RE: alpha-beta - unhandyandy - 12-01-2019

Quote:Basic, learned heuristics for all games will hopefully be included in the first full v1.0.0 Ludii release in January.
That's great!  Will you be using a NN approach, or some other ML strategy?

Might I suggest making it possible to write custom evaluators as a simpler alternative to writing custom selectAction functions.


RE: alpha-beta - DennisSoemers - 12-01-2019

For now, we've been focusing on simpler linear models. Some of the papers in the list of our project's outputs (http://www.ludeme.eu/outputs/) describe some of the stuff we've been doing with self-play training. Those papers so far have all been about learning policies (to be incorporated in MCTS) agents though, not so much about learning state-value functions (for MCTS) or state evaluation functions for alpha-beta.

NNs are a little bit problematic still for a few reasons. The primary one is that we're not working with Google-levels of hardware, and we're trying to learn to play hundreds of games rather than ~3 games. For our project, we also don't really need superhuman AI though, we're aiming for "average-game-enthusiast" levels of skill mostly.

Quote:Might I suggest making it possible to write custom evaluators as a simpler alternative to writing custom selectAction functions.

Good idea, thanks, we'll keep it in mind!


RE: alpha-beta - unhandyandy - 12-01-2019

I'm not an expert in ML.  Does "policy" refer to preferences among move choices, and "state evaluation" to evaluating a position?

I know that all the action is currently in MCTS, but I'm struck by how much better AB plays brandubh.  My impression is that MCTS works well at bootstrapping from zero knowledge of a game, but the ludeme project seems to be starting elsewhere. 

Has any research been done on ML of positional evaluation in the context of AB search?  For example, if a human could write an evaluator that then has its parameters tweaked by ML over the course of many plays, that might be the best of both worlds.


RE: alpha-beta - DennisSoemers - 12-01-2019

(12-01-2019, 07:04 PM)unhandyandy Wrote: Does "policy" refer to preferences among move choices, and "state evaluation" to evaluating a position?

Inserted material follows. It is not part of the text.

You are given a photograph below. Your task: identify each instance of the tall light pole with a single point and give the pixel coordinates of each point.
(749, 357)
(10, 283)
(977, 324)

Informally, yes. A policy would give you probabilities with which to select moves in a position by just looking at that position. A state evaluation function tells you how "good" a state is by looking at that state -- if you want to use that to inform move selection, you have to first simulate the application of all possible moves, such that you get all possible next states and can evaluate all of them to figure out retroactively which move was the "best".

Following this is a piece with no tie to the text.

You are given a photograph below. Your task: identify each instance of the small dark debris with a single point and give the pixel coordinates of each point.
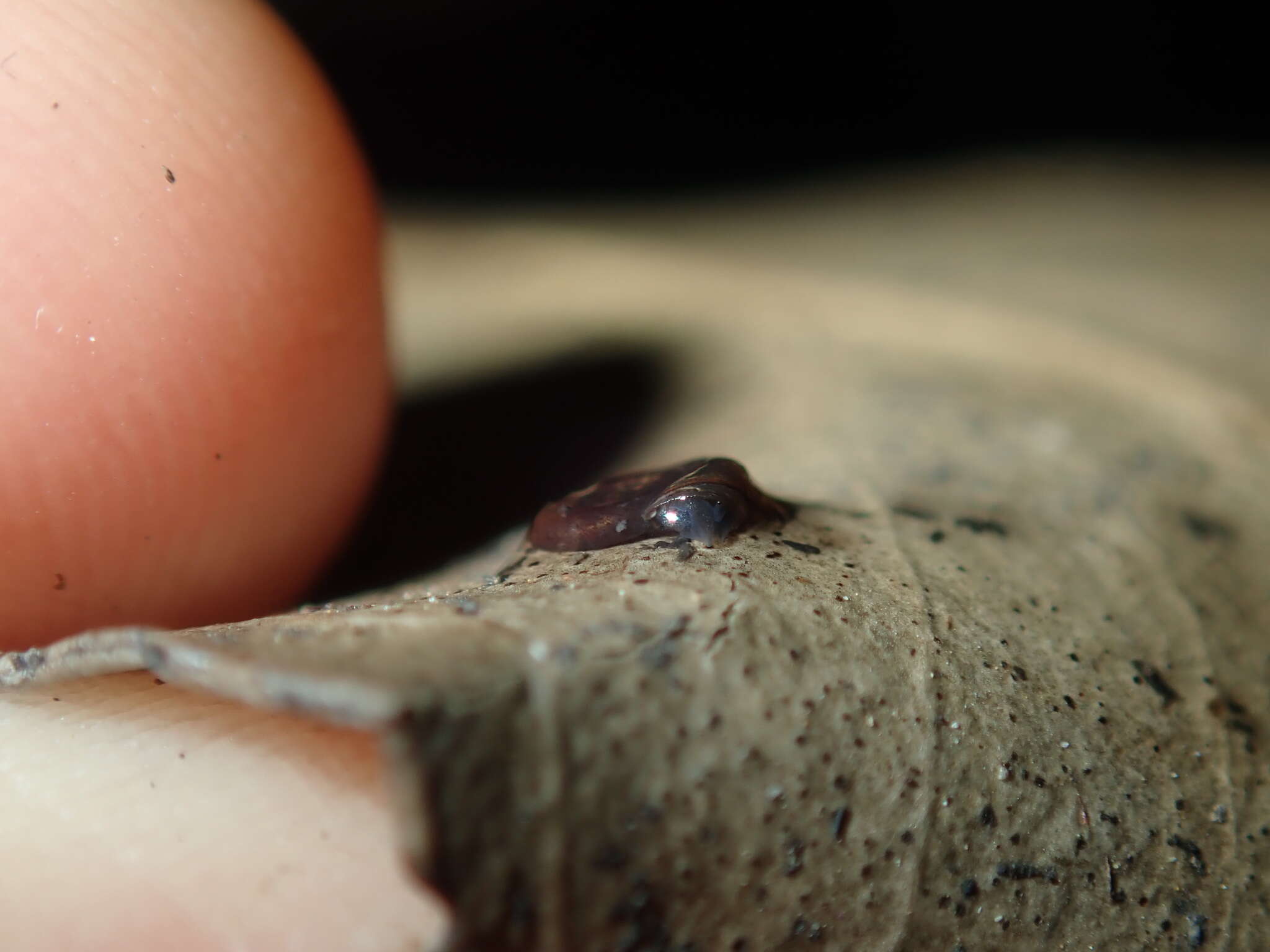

MCTS is generally expected to outperform alpha-beta in general game playing settings where you have little domain knowledge, yes. In a game like Brandub, the default evaluation function that I described above appears to be relatively decent though -- it doesn't distinguish between piece types for material, but there aren't too many pieces types to distinguish between in this game anyway! We can probably get MCTS to outperform it by enhancing MCTS with some learned features though. And similarly also improve alpha-beta by learning an improved evaluation function for alpha-beta. Which one will come out on top then... no idea Smile

Yeah, sure, people have used ML for positional evaluation functions. Often for single games at a time though, in General Game Playing MCTS has been much more dominant. One reason for that probably is that in older GGP systems, it required a significant amount of effort just to discover things that could act as features (like "material") from the logic-based game description languages. In Ludii, these sorts of higher-level concepts are already explicitly available right away, which makes it a bit easier to try using them as features.


RE: alpha-beta - unhandyandy - 12-01-2019

"Which one will come out on top then... no idea"

Well, AB seems to have a significant head start.

" In Ludii, these sorts of higher-level concepts are already explicitly available right away, which makes it a bit easier to try using them as features. "

Which makes me think AB could maintain its lead.